Hello everyone, I'm working on my first mpp proje...
# multiplatform
z
Hello everyone, I'm working on my first mpp project (Commons/JS/JVM) and have some trouble with importing the Webjar generated from the jsMain. How am i supposed to import the Webjar from my jsMain in my jvmMain?
I'm quite new to frontend in general, so it is possible that i didn't understand the concept of a WebJar. But i thougt you add a WebJar dependency to your jvmMain and then you can refer to the assets in your htmls with something like this /webjars/myscript.js
a
You misunderstand multiplatfom. Multiplatform is about sharing source codes. Meaning you write your code once and can use it in any platform. That being said, there is no need to compile your jsLib into a WebJar for you to access it on the jvm.
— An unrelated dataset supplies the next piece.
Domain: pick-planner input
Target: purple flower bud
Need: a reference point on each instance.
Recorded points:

If set correctly, jvm can access the code written in common. Since there is a huge possibility I haven't understood your case. Please, be explicit on what you are trying to accomplish and I will gladly help
👍 1
z
I think i misscomunicated my case. I'm not trying to call code from my JS-Project in my JVM-Project. (That codesharing between my JVM and JS via Commons is working like a charm!) But when i build my Project i get 4 Jar files: A FatJar, a WebJar fom my JS-Project, a JVM-Jar and a Metadata-Jar. What i want is to add the WebJar as "implementation" to the jvmMain-KotlinSourceSet-Dependencies. (I'm using Ktor for my backend and they have a feature for WebJars, but in order to use the feature in need this "implementation").
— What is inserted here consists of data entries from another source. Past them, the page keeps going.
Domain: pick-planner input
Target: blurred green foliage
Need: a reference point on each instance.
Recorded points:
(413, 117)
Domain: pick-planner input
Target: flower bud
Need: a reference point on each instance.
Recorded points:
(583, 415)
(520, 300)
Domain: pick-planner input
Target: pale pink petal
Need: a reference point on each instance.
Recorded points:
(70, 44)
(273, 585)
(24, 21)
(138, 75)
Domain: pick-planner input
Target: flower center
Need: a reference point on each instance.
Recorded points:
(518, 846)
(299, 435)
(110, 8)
And thank you for your reply!
a
That I am not aware for now. Are you trying to use ktor to deploy your web application written with kotlin/js?
k
Maybe your project type is multiplatform library ? And it produces library files (jar)
a
My typical mpp projects, are kotlin-react with kotlin/js, ktor as a restfull api and an android client. Other less common ones I have seen are ktor with kotlin-html-jvm plugin together with kotlin-css Does any of your approach fit any of this discription?
z
@Kamil Kalisz Hello, i don't think so (at least when i managed to configure the JS part right)
Copy code
js {
        browser {
            runTask {
                devServer = devServer?.copy(
                        port = 8088,
                        proxy = mapOf("/api" to "<http://localhost:8080>")
                )
            }
        }
    }
Edit: Is there an other way to configure a project as multiplatform library?
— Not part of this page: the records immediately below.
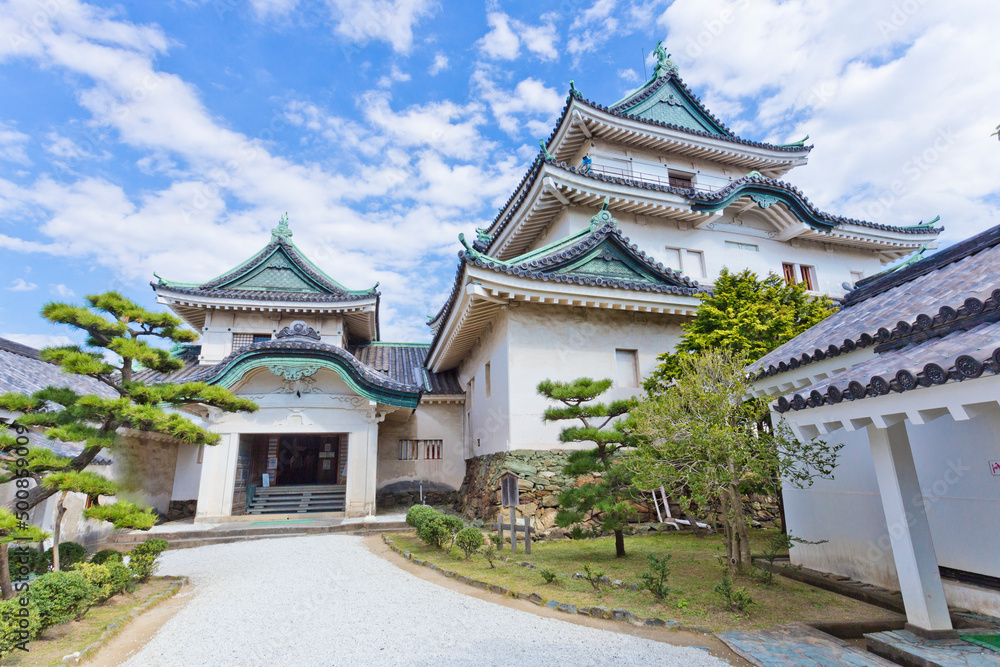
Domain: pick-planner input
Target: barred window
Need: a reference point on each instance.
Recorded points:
(433, 449)
(409, 450)
(242, 340)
@andylamax Hm, i'm using ktor with the HTML-DSL and for the JS part i'm using kotlin-react. I've not heard of Kotlin css, but i'll look into it. Edit: They say kotlin styled is more suitable for browsers
a
The gradle snippet above is not for a multiplatform library, but for a js executable. it is the equivalent of ("com.android.application"). Yes for the browser, if you are using react,
kotlin-styled
is perfect, if you are not using react,
kotllin-css-js
is the right choice.
If you are doing a simple project. you can create a multiplatform project, and put most of your code in common, and the react-part in js, while the ktor part goes in jvm. That way when you build, You don't have any need to copy your WebJar to the jvm sources. If you have a large project, you will create a core project (more like a multiplatform lib). Then create another gradle project with a js target (for the web). This target should depend on the core project. Also create another project with jvm target (for ktor) and make it depend on the MPP lib. So far that is the best way that you can share a kotlin-js, kotlin-jvm project. And that way, incase in the future you need to add more targets, say
android
you just create another gradle module and make it depend on the core lib
z
hm, that sounds good to me. Thanks!
d
Slightly off-topic, but do you have an example that exports Kotlin JS code as a library that can be used in an existing web/reactjs project as npm module? A simple sum function will do. All the samples I see are using kotlin js to create a standalone web application.
z
Sorry i don't have one, but the documentation is quite good on that behalf. Another possible source could be the kotlin 1.4-m2 plugin with the new project wizard.